Do hyperparameters have some sort of multicollinearity/dependencies between them?
Because if, for the sake of argument we assume that they are totally independent of each other, then we wouldn’t need ALL combinations using Grid Search right? We could just do it as shown in the lab, tuning one hyperparameter at a time using training and validation accuracy plots. Looking for some intuition around this. Thank you
The lab explored these two hyperparameters: max_depth , min_samples_split. Speaking of interdependence, do you think any value of min_samples_split can make some max_depth values meaningless? For the sake of discussion, let’s consider our training set to have 100 samples.
Of course they are inter-dependent with each other, the entire model is connected with all its parts, all its parameters are dependent on each other be it heavily or lightly. I don’t know the dependence relation in your particular case, but I am sure there is one!
Thank you @rmwkwok and @gent.spah for your quick replies. While asking the question, I was primarily thinking around features being independent of one another so the model can be robust, so I took the same thought process to hyperparameters.

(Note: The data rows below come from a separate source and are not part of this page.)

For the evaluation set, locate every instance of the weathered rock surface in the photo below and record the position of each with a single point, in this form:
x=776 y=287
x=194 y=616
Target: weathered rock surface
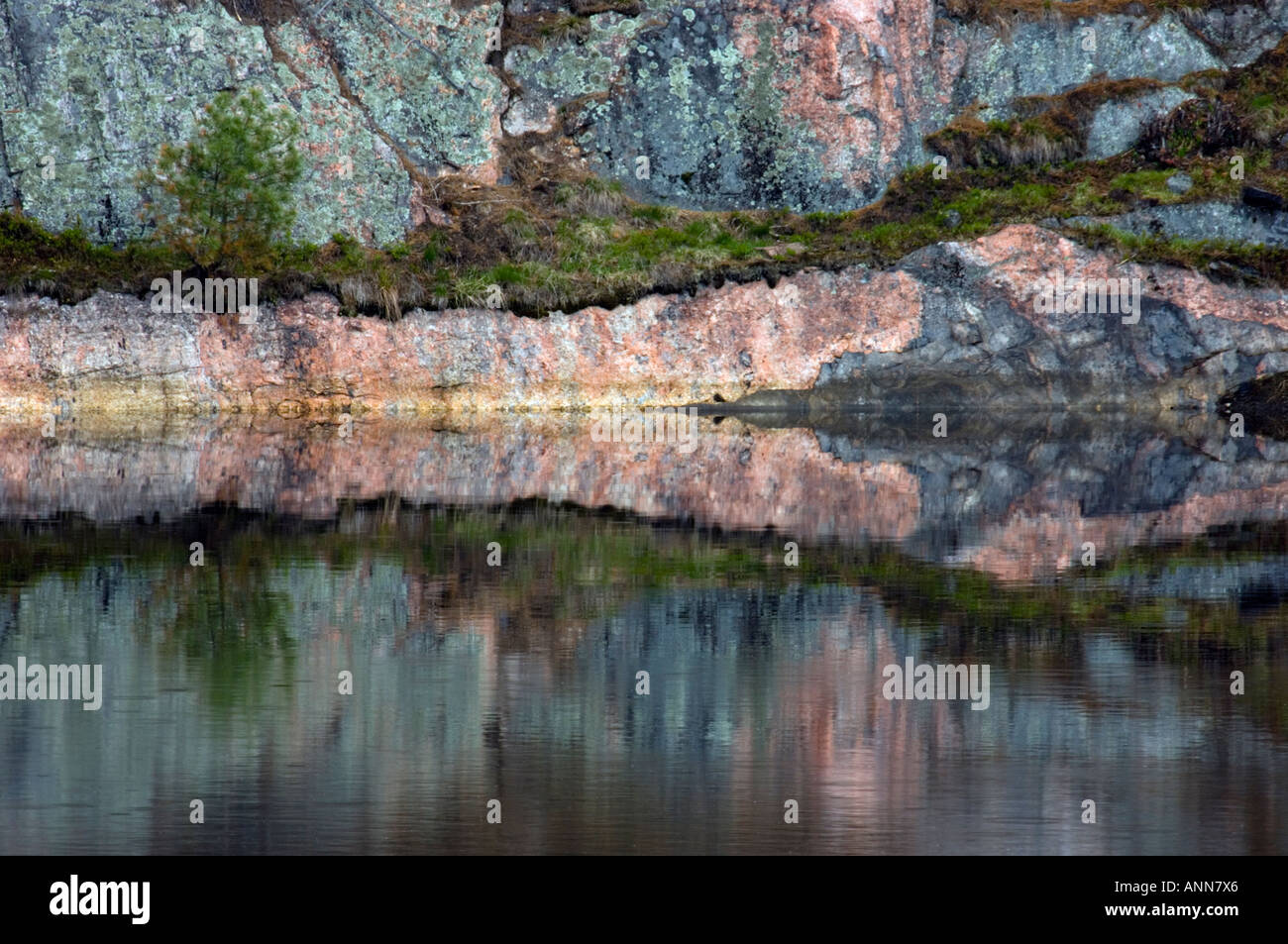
x=735 y=103
x=952 y=325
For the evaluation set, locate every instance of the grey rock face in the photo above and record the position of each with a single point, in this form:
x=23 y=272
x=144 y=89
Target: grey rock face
x=93 y=88
x=1117 y=125
x=732 y=103
x=1206 y=222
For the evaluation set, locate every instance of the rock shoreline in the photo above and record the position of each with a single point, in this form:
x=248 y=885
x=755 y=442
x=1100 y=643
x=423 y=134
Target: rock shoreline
x=952 y=325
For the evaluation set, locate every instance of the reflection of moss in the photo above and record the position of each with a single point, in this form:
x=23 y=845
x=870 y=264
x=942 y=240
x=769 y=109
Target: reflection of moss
x=563 y=565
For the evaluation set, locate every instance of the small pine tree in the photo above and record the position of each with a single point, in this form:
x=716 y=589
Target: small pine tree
x=227 y=192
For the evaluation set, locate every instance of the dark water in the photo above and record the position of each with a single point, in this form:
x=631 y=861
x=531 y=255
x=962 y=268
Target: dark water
x=329 y=553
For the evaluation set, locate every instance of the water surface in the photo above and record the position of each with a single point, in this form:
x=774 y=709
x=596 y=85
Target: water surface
x=365 y=550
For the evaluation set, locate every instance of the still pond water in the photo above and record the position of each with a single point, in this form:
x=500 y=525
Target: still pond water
x=366 y=550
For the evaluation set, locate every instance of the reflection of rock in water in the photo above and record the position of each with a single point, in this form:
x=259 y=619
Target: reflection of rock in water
x=1016 y=494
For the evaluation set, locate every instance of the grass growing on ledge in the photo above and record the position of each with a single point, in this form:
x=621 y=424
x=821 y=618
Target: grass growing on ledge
x=593 y=246
x=557 y=240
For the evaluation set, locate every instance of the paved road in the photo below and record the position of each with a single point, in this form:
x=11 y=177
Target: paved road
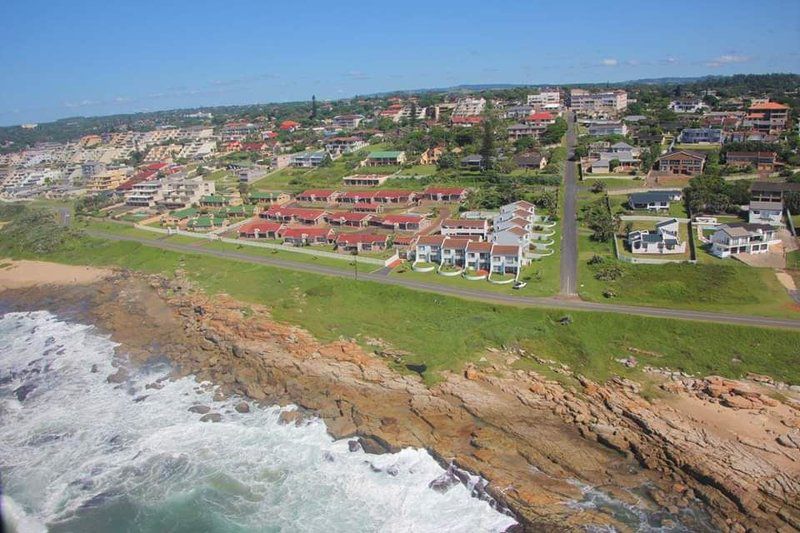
x=569 y=238
x=473 y=294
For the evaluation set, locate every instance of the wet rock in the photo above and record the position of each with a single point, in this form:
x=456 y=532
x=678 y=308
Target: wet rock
x=23 y=391
x=120 y=376
x=372 y=445
x=444 y=482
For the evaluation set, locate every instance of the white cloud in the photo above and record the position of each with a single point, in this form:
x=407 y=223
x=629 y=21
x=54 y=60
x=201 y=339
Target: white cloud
x=727 y=59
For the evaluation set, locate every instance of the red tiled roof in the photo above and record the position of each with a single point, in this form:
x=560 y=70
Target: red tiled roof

Yes, I do see now that max depth and min samples split are not totally independent, they would have a tendency towards negative correlation. Again, thank you for your help.
You are welcome, @TanaySontakke! In fact, I believe that it is a necessary step for every learner to think about that interdependence when they learn about decision-tree-based models.
You have asked a great question indeed , and provided a good answer for the pair of examples we have covered here.